Le Vatican, ainsi que les États occidentaux, appréhendent désormais le danger qui menace les Chrétiens et mesure les dangers de la nébuleuse takfiriste. De plus, si d’aucuns disaient, à juste titre, que le premier moyen de défense réside dans l’unité des Chrétiens, quelle autre preuve d’unité leur faudrait-il ? Elle s’est clairement manifestée à Damas : intronisation d’un patriarche d’une Église orientale en présence de deux autres patriarches appartenant à une Église occidentale. [3]
Le gouvernement syrien, en exercice, dirige un état civil qui garantit à tous les citoyens leurs droits politiques et leur liberté de foi et de culte. La pérennité de ces garanties est nécessaire à la stabilité de la région et à la persistance de l’enracinement des citoyens chrétiens. Par conséquent, si des réformes sont encore nécessaires, elles ne peuvent se faire dans la violence.
Et la Syrie, au bout de deux années d’une agression sans précédent, a gardé son cap et reste en mesure de protéger ses visiteurs et invités, contrairement à ce que prétendent ses ennemis et à ce que claironnent les médias de la désinformation et de la discorde. Elle peut sortir de la crise. Elle est en train de sortir de la crise.
Ceux qui continuent à prétexter se battre pour des réformes feraient mieux de réviser leur logique : les seuls moyens pour trouver une issue à la crise restent le dialogue et le travail diplomatique pour aboutir à une solution politique.
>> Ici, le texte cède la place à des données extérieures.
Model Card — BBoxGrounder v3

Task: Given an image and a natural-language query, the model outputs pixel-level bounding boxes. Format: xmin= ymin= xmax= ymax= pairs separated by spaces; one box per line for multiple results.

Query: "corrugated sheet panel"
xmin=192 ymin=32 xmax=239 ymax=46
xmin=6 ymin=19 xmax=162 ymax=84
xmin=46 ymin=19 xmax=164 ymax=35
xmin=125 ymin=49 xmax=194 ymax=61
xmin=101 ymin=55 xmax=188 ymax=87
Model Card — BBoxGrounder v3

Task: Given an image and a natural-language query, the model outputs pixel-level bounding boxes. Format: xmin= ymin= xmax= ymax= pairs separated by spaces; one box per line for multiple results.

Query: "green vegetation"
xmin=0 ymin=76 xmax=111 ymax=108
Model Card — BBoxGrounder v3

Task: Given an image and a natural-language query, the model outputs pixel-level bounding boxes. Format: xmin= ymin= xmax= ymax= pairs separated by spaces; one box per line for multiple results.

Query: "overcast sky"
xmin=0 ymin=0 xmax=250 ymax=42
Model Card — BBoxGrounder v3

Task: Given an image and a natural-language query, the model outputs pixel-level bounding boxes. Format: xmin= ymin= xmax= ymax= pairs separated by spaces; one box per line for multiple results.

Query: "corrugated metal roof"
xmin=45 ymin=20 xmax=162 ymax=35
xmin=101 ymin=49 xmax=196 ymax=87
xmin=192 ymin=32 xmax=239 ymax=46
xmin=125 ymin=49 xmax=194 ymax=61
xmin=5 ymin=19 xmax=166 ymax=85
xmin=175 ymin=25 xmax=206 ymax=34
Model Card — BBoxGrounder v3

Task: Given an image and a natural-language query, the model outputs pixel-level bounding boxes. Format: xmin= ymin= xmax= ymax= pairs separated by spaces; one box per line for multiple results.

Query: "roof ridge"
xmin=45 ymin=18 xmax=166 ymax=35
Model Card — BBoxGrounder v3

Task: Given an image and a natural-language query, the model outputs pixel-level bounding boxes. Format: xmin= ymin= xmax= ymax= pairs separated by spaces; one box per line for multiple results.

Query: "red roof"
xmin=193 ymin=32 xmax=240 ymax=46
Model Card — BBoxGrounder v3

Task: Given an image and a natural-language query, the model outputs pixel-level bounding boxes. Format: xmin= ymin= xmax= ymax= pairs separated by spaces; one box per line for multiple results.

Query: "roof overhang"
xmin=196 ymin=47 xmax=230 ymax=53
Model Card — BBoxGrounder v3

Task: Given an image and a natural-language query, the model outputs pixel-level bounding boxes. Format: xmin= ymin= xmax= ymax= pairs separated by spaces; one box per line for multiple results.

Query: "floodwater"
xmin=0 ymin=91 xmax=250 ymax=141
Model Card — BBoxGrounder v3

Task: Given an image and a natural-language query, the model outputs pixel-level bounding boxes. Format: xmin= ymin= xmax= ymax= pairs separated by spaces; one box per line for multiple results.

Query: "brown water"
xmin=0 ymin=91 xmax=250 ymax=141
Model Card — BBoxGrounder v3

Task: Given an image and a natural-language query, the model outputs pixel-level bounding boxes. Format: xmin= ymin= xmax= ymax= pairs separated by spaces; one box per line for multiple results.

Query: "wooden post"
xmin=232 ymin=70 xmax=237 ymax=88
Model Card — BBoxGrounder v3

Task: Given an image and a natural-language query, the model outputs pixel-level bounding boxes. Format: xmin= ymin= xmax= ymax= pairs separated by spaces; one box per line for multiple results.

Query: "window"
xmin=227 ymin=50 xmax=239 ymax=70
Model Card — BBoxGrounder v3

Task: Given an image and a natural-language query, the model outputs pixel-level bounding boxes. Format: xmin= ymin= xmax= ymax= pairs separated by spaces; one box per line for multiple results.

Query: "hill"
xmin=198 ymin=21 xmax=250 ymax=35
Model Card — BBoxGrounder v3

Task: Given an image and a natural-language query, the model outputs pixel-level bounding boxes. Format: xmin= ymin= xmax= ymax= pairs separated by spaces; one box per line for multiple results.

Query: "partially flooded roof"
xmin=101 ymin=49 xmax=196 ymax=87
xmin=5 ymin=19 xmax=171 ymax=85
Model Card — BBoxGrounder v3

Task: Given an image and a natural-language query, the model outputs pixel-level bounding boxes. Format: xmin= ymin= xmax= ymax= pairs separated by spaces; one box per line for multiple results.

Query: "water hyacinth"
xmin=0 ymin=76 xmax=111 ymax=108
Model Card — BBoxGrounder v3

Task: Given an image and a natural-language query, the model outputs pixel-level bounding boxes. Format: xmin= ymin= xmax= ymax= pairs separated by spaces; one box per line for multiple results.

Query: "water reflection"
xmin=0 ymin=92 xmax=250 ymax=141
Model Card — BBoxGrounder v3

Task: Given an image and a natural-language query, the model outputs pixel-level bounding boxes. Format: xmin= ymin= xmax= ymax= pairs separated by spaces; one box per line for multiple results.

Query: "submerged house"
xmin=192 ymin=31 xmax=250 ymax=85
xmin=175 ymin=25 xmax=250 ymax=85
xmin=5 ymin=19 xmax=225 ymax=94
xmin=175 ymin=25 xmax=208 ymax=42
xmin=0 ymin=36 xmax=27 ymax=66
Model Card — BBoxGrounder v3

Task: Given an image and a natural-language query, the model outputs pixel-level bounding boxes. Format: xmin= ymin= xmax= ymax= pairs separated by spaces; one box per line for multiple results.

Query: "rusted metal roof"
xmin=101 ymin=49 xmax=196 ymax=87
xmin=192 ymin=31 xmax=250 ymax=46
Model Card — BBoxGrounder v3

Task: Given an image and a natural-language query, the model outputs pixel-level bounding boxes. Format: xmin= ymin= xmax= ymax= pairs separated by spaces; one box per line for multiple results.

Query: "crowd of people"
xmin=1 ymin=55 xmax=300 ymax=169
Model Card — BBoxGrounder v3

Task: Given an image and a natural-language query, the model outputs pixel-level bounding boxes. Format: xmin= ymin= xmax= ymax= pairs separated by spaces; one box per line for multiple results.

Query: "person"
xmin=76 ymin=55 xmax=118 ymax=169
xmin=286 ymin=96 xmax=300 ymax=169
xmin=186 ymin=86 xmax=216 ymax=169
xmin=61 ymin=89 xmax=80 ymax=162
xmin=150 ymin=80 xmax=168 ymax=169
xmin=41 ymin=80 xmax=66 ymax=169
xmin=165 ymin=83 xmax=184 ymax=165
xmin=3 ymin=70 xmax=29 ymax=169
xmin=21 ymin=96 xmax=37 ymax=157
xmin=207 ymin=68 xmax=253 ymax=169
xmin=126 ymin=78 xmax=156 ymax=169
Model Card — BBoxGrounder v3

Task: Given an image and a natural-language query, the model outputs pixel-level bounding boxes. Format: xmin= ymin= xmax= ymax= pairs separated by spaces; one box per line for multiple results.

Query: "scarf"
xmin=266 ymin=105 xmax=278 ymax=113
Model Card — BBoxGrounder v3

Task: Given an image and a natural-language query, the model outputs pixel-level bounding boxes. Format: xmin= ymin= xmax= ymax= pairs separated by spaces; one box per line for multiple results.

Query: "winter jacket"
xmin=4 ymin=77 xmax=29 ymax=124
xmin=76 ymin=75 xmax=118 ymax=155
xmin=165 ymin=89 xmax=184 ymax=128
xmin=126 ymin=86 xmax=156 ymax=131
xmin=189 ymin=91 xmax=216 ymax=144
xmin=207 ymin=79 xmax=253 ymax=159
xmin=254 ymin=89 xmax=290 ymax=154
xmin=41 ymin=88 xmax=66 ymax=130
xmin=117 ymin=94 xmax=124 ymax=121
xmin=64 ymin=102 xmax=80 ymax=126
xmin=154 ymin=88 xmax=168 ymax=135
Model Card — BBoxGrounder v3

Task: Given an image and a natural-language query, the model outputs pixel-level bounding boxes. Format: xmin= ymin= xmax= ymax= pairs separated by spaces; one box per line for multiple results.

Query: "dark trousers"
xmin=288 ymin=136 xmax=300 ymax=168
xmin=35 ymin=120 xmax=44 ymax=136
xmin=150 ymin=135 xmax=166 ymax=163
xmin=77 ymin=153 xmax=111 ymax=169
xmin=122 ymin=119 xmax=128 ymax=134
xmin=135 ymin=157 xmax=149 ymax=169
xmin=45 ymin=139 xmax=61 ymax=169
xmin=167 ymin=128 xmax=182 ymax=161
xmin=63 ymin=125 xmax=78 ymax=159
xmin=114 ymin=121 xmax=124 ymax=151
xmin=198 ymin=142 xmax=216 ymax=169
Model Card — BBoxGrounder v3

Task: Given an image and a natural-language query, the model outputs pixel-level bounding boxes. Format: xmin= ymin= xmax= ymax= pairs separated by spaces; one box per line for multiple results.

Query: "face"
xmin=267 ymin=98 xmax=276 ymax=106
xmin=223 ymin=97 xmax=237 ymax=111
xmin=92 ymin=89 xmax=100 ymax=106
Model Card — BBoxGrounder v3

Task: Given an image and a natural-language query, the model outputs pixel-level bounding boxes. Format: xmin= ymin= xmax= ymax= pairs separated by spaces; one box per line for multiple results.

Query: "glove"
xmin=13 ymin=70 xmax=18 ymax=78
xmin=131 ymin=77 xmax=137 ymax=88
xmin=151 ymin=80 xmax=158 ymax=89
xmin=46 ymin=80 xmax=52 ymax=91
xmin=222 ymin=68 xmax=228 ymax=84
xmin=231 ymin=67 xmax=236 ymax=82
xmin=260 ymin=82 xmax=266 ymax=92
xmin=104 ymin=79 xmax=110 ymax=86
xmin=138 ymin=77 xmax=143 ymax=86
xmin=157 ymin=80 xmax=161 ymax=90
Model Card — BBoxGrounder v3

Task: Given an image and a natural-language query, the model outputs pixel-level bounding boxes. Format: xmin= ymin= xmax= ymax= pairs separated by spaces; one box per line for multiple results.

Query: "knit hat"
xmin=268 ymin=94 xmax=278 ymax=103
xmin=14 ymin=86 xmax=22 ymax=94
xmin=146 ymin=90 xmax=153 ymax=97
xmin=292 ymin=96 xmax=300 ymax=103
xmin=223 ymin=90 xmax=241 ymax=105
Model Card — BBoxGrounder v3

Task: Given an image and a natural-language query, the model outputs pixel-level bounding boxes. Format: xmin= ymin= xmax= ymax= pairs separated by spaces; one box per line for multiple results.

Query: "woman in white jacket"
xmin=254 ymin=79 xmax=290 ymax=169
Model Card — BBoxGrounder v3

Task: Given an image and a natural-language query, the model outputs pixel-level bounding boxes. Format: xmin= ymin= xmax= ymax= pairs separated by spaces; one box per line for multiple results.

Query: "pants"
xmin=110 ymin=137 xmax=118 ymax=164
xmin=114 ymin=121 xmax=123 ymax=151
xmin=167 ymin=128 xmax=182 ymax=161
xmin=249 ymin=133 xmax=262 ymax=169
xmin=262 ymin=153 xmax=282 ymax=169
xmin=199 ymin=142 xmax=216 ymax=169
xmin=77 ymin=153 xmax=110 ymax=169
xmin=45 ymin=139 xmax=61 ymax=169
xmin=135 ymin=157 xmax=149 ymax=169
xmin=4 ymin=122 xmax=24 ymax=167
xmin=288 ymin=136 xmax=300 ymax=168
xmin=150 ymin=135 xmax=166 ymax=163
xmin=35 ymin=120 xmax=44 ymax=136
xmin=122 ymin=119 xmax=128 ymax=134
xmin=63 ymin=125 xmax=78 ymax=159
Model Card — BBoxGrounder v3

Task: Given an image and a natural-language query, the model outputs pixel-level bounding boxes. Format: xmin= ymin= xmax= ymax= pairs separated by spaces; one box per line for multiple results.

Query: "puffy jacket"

Désormais, le recours aux armes relève de la bêtise !
Dr Amin Hoteit
14/02/2013
Texte original : Al-binaa
البطريرك الراعي في دمشق… رسائل و تداعيات؟
Article traduit de l’arabe par Mouna Alno-Nakhal pour Mondialisation.ca
Notes :
[1] Youhanna X Yazigi, nouveau patriarche de l’Église grecque-orthodoxe d’Antioche
[2] Visite historique du Patriarche maronite à Damas / par Pierre Khalaf
http://neworientnews.com/news/fullnews.php?news_id=88322
[3] Sans oublier la présence des chefs spirituels de tous les courants de la foi musulmane ; NdT.
Le Docteur Amin Hoteit est libanais, analyste politique, expert en stratégie militaire, et Général de brigade à la retraite.